CORRECTING CORRECTIONS

There’s a real problem at the New York City Department of Correction — and it goes far beyond a politically wired chaplain’s allowing a convicted felon to throw a lavish family party while locked away.

In a series of articles, The Post exposed rampant favoritism in the city’s jail system — for celebrity inmates and well-connected prisoners, not to mention those who are merely co-religionists of politically powerful officials.

Rapper Foxy Brown did nine months for a parole violation — but Rikers Island was like her personal private penthouse, with chaplains and wardens waiting on her hand and foot, providing special favors and treatment.

At the Tombs, since-resigned chaplain Rabbi Leib Glanz provided Jewish inmates with special favors and privileges — and used his political juice to get any correction officers who crossed him transferred to other facilities.

Amazingly, that account is backed up by former inmates and guards, as well as a retired mid-level supervisor at the Tombs.

Much of the special treatment appears to have been doled out by Glanz and other chaplains of several denominations — as well as the deputy commissioner for ministerial services, the politically cosseted Imam Umar Abdul-Jalil, who has been vigorously defended by no less that Mayor Bloomberg.

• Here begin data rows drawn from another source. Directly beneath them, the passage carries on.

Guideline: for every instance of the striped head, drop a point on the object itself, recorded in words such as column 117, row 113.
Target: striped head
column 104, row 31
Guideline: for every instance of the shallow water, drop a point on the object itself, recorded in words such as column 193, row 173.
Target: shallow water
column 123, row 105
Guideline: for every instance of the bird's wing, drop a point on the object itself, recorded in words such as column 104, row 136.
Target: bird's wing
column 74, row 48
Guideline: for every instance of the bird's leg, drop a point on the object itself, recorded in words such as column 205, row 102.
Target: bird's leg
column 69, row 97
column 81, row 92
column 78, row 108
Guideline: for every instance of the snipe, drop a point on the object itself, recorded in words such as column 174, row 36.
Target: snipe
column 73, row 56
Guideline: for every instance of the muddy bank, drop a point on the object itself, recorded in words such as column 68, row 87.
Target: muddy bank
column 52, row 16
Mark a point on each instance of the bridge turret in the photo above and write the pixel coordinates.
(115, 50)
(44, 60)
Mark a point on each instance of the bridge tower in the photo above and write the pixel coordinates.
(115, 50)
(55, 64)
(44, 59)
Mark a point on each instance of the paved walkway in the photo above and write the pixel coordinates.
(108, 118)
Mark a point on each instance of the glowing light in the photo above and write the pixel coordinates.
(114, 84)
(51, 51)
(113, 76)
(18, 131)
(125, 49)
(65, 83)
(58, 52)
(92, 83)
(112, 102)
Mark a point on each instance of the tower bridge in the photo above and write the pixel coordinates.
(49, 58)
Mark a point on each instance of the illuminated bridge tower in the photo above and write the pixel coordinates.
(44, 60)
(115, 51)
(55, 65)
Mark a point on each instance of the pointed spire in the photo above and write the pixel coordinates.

But, as The Post’s series documented, the favoritism apparently reached even higher — to wardens and other officials, like Chief of Department Carolyn Thomas, who reportedly provided Brown with a warm, personal send-off when her term ended.

The Department of Investigation is looking into the circumstances surrounding the Tombs party — a lavish bar mitzvah that Glanz arranged for the family of imprisoned fraudster Tuvia Stern.

That probe needs to be expanded to include a top-to-bottom look at the department’s hierarchy.

Yes, prisons traditionally have been riddled with favoritism and payoffs, at just about every level.

But that doesn’t mean such situations, once uncovered, should be tolerated. A thorough housecleaning is needed — now.